Ce n’est pas l’affirmation que la loi est suffisante. Un statut fédéral ne pilote pas, en lui-même, les décisions de marchés publics communaux, et le volume communal est là où la majeure partie des marchés se fait.
Ce n’est pas l’affirmation que les critères sont intentionnellement protectionnistes. Les statuts qui protègent l’industrie domestique tout en délivrant des objectifs de politique publique sont une caractéristique normale du fonctionnement du droit des marchés publics. Que les critères allemands se lisent comme « neutrellement européens » ou « neutrellement allemands » est une question d’audience que vise l’auteur.
Le test Vergabekammer à venir
L’histoire sera tranchée par un type d’événement précis : un appel d’offres communal qui cite explicitement le §58 Absatz 2 Satz 2 Nummer 4 VgV pour rejeter une offre Microsoft ou AWS, et qui survit à une contestation devant la Vergabekammer.
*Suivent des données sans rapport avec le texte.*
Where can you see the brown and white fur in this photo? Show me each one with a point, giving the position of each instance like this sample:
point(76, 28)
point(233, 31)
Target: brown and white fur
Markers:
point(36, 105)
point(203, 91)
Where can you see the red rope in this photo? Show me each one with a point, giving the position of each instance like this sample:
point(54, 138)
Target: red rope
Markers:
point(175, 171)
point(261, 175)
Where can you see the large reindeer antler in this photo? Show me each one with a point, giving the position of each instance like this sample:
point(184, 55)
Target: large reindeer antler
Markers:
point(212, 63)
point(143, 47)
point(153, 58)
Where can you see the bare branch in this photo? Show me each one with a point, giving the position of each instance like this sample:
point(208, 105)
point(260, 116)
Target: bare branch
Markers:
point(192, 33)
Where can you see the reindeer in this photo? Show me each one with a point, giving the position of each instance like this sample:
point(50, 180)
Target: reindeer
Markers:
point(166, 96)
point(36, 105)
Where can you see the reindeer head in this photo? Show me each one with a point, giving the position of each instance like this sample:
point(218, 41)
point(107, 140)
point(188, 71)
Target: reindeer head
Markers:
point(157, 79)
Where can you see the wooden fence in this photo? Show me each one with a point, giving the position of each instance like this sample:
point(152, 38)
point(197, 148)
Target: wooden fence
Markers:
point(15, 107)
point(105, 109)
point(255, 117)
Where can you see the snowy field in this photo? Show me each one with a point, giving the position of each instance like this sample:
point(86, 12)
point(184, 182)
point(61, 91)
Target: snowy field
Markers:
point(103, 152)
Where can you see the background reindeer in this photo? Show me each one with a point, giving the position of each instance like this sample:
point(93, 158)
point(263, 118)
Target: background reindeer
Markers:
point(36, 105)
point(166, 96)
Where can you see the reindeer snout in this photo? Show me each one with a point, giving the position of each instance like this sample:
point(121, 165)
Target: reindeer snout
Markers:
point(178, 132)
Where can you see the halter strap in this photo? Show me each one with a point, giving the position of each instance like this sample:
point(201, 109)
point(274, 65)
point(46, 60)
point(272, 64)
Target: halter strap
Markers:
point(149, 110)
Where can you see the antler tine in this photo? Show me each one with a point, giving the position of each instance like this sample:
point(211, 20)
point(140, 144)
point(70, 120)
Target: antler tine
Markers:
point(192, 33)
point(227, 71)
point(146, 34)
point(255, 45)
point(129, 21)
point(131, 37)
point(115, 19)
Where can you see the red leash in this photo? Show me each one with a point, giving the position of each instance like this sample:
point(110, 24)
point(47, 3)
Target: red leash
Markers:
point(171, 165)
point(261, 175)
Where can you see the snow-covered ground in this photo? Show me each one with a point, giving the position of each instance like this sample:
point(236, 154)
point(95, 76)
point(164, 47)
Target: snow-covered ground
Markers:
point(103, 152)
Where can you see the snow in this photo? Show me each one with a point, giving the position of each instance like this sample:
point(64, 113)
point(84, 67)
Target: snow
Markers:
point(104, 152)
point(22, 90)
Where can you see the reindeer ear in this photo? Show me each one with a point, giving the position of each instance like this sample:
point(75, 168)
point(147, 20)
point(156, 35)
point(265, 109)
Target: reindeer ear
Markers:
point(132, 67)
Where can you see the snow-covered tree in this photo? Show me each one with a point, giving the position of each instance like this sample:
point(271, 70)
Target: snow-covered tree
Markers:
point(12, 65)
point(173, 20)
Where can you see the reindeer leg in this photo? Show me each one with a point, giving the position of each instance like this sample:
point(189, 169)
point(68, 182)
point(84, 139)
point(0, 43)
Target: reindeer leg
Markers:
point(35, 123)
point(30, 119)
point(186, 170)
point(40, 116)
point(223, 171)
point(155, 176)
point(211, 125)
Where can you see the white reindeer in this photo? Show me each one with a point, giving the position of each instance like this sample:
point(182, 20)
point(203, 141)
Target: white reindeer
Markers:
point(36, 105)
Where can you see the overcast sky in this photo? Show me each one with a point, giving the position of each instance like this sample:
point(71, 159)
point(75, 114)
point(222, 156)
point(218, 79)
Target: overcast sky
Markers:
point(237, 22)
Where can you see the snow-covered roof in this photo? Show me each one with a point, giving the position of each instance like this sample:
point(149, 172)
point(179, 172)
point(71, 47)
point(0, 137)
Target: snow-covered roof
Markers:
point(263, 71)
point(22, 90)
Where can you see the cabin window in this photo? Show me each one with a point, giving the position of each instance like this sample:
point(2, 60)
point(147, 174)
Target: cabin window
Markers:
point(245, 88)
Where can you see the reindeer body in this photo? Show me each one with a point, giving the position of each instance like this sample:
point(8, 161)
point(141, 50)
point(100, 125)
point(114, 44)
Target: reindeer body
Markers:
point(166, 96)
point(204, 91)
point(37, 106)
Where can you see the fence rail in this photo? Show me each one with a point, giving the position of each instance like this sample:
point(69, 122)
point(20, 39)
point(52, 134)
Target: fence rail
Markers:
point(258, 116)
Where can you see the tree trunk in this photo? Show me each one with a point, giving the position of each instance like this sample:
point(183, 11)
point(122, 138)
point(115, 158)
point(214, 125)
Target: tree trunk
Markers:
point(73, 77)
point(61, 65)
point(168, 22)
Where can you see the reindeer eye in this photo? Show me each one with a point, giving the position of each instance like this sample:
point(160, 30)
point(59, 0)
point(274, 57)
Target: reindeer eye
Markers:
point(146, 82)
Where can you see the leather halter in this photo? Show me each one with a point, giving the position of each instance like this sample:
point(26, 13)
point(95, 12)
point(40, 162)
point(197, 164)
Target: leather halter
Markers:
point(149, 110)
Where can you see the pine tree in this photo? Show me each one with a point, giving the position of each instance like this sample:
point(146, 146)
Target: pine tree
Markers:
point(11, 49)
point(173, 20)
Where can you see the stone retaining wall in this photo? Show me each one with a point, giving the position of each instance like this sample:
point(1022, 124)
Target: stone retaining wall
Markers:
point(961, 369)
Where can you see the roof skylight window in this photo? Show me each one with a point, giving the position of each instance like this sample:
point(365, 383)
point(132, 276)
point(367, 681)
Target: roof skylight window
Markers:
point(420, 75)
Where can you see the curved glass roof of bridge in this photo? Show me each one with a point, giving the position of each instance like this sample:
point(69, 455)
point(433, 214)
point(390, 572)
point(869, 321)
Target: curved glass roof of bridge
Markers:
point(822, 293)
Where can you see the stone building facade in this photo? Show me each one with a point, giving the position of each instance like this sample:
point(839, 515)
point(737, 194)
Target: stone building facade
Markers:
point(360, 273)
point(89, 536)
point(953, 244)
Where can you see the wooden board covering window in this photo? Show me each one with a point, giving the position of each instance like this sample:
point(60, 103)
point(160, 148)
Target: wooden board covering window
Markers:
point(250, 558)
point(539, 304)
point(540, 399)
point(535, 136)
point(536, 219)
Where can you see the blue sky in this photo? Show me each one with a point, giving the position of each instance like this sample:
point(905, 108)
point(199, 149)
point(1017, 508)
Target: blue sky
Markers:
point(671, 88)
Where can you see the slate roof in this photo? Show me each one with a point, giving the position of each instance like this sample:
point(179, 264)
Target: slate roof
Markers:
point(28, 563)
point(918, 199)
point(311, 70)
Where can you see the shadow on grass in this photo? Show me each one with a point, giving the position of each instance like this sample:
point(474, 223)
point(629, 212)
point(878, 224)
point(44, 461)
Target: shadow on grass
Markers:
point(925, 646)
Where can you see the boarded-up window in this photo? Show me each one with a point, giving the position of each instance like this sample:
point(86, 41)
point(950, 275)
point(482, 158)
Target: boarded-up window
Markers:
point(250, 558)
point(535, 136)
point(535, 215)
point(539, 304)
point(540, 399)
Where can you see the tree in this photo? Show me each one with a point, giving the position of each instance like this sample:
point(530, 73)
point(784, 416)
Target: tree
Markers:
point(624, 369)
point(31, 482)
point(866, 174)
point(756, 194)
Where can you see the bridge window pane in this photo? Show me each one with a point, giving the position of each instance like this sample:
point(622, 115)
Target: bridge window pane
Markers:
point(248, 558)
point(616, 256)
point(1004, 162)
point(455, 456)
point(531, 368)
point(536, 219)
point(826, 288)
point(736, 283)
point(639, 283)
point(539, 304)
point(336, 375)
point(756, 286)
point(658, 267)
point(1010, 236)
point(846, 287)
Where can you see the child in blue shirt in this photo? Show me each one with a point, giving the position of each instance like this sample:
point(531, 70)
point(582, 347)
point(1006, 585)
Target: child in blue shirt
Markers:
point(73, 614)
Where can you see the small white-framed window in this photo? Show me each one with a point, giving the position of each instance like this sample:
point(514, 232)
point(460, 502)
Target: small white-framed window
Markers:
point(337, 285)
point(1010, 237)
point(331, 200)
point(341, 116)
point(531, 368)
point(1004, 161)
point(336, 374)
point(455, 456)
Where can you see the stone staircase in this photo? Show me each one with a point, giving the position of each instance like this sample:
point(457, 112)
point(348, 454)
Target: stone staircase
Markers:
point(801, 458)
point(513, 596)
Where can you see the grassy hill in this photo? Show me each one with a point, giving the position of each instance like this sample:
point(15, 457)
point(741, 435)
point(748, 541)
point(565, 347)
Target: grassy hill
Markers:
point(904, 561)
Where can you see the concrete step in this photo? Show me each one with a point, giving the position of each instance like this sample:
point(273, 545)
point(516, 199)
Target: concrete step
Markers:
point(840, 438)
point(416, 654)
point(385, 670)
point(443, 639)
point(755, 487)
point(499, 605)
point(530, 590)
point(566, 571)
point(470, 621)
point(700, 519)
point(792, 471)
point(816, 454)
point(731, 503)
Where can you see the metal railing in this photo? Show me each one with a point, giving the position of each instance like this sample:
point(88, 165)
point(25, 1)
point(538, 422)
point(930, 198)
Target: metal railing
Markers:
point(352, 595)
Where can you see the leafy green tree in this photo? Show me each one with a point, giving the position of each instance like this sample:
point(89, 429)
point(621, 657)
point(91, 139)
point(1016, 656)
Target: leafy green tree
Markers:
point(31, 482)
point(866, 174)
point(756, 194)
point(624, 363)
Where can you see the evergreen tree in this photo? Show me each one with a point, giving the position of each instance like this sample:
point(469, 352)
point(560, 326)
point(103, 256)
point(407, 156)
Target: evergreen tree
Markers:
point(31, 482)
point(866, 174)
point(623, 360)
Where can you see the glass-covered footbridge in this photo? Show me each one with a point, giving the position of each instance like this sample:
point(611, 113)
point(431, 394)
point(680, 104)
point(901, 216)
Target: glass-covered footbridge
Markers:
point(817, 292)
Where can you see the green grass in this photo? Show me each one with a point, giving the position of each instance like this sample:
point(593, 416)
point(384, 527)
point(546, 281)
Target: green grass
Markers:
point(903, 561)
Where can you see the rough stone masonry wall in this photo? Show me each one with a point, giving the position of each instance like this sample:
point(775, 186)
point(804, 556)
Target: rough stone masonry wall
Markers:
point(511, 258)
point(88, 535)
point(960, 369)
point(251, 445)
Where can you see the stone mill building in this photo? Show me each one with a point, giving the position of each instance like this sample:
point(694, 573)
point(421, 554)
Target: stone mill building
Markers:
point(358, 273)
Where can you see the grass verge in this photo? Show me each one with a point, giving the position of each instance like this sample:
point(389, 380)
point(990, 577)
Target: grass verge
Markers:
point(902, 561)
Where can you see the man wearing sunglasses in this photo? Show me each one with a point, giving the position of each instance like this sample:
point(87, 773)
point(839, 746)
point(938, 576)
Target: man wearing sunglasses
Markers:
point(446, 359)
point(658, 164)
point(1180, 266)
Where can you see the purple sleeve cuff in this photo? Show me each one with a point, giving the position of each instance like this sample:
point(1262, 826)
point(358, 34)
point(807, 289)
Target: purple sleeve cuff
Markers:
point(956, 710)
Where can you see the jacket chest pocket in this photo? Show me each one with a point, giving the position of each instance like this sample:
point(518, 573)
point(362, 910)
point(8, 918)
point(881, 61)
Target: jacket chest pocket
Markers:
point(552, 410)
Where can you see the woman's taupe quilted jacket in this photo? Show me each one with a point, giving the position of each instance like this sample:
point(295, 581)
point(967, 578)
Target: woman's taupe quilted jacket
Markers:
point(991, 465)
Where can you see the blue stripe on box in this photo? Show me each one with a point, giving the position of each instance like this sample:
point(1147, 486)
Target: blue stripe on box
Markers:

Si cela se produit dans les douze mois, les spécialistes du droit des marchés publics citeront l’affaire dans chaque note ultérieure. Les critères passent du texte à l’instrument. Si cela ne se produit pas, le nouveau Nummer 4 reste là où il est — dans le statut, disponible à l’usage, utilisé par personne. Le Bundestag a fait ce que le Bundestag peut faire. Les communes sont les prochaines.
Sources
- BT-Drs 21/5525 : Beschlussempfehlung des Wirtschaftsausschusses (22 avril 2026)
- BT-Drs 21/1934 : Gesetzentwurf der Bundesregierung — Vergabebeschleunigungsgesetz
- Bundestag : Vereinfachung und Digitalisierung von Vergabeverfahren (23 avril 2026)
- Cosinex Blog : Vergabebeschleunigungsgesetz und digitale Souveränität (2026)
- Noerr Insight : Bundestag passes the procurement acceleration law
- KPMG-Law : New requirements and scope for public procurement
- BMDS : Open Source rechtssicher beschaffen (20 mars 2026)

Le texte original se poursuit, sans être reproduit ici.